The practice of Japanese artist Yoko Ono (b. 1933) has always been rooted in paper: neat instructions, typed or handwritten on card or paper. Many of her works are like musical scores, meant to prompt a performance. In the New York 1960s art scene, Ono understood, like her colleague John Cage, that art could be anything – an apple, a dance, a statement. Take Cloud Piece (1963-64): ‘Imagine the clouds dripping. Dig a hole in your garden to put it in.’
The catalogue for the Tate show ‘Yoko Ono: Music of the Mind’ (15 Feb – 1 Sep 2024) was designed by A Practice for Everyday Life (Apfel), the London studio founded by Kirsty Carter and Emma Thomas.
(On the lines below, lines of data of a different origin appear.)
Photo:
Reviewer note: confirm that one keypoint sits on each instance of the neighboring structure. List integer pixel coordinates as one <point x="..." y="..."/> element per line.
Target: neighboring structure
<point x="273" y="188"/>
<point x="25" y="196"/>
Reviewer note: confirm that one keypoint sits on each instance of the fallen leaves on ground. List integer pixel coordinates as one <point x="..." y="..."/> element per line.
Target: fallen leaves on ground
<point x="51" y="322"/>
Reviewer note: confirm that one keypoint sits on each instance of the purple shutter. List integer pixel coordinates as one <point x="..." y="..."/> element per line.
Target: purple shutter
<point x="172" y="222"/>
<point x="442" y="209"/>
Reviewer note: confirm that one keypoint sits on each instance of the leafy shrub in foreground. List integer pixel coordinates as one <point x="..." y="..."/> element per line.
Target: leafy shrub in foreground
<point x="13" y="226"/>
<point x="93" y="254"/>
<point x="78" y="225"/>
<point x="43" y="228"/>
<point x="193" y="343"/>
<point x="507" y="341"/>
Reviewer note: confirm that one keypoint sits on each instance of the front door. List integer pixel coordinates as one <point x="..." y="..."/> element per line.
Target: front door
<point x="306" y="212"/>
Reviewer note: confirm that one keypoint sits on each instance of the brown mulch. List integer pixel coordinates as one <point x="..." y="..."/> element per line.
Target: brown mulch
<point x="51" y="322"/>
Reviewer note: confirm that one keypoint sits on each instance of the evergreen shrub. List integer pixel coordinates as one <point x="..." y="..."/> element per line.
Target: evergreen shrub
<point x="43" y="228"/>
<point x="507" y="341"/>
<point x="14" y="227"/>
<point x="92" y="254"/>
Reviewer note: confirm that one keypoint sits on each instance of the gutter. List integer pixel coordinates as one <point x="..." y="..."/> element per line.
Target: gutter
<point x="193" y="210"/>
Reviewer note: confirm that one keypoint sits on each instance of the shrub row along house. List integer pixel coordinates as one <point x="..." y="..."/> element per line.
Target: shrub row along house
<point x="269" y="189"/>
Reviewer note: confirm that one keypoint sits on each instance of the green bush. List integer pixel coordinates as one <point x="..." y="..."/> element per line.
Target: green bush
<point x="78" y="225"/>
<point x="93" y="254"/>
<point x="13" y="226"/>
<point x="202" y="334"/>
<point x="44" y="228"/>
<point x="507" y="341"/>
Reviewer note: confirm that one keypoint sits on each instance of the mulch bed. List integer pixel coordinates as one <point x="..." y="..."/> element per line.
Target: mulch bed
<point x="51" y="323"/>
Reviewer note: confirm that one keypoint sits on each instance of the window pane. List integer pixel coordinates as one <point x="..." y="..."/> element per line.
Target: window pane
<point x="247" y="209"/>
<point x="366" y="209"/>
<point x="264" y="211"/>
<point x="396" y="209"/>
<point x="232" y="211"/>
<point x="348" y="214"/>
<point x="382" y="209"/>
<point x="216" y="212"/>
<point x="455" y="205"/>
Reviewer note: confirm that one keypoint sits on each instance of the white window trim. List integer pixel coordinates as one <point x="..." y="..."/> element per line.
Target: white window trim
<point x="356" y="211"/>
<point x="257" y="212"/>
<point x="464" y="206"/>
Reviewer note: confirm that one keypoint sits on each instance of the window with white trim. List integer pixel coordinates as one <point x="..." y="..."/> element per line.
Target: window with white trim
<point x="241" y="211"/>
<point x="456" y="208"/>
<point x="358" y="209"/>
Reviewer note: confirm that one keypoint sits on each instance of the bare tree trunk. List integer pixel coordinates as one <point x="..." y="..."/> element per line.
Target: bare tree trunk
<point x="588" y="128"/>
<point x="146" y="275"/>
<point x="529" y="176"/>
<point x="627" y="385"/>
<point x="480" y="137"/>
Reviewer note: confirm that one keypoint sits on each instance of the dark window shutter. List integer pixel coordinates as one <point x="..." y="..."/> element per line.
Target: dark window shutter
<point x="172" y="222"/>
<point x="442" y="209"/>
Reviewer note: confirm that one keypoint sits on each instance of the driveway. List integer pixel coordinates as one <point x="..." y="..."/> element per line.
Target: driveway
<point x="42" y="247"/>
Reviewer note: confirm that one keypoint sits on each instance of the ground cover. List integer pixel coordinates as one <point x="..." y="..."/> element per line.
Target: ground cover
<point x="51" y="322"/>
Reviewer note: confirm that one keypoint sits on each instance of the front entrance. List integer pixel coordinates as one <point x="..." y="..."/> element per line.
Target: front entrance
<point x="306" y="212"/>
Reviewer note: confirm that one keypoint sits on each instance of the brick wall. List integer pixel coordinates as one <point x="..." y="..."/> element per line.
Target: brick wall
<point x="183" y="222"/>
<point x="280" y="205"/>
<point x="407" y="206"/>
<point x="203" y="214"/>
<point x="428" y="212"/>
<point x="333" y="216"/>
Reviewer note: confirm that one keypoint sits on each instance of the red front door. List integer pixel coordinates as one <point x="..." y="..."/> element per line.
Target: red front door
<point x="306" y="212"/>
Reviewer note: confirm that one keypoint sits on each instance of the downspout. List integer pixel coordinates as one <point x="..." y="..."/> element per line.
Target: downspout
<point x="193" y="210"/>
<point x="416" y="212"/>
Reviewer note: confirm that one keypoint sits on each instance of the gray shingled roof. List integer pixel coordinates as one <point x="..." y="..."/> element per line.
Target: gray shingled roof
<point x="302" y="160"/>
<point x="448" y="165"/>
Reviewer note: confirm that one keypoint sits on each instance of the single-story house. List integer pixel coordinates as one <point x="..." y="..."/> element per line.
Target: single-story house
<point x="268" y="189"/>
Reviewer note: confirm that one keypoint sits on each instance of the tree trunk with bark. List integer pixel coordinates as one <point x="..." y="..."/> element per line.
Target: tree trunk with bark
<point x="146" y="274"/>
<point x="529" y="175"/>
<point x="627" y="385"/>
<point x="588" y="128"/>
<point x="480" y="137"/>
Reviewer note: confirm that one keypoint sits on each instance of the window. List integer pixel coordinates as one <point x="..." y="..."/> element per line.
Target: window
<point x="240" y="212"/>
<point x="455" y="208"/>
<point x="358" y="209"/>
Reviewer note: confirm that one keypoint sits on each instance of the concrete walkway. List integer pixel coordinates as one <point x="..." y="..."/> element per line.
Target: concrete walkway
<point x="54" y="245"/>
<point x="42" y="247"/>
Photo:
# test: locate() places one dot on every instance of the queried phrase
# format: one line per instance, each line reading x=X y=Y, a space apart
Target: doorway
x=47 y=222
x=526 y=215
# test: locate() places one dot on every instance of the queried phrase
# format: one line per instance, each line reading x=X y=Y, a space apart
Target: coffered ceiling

‘We are massive fans of Fedrigoni papers,’ says Carter. ‘Nearly all our publications use them.’ The uncoated stock feels appropriate for the complex twists and turns of Ono’s oeuvre, which in addition to work on paper is documented by LP covers, film stills and photos of events, including her notorious Bed-In for Peace (1969) with the Beatles’ John Lennon. The colour photos include the participatory Add Colour (Refugee Boat), a concept from 1960 (realised 2016), that is still sadly relevant more than six decades later.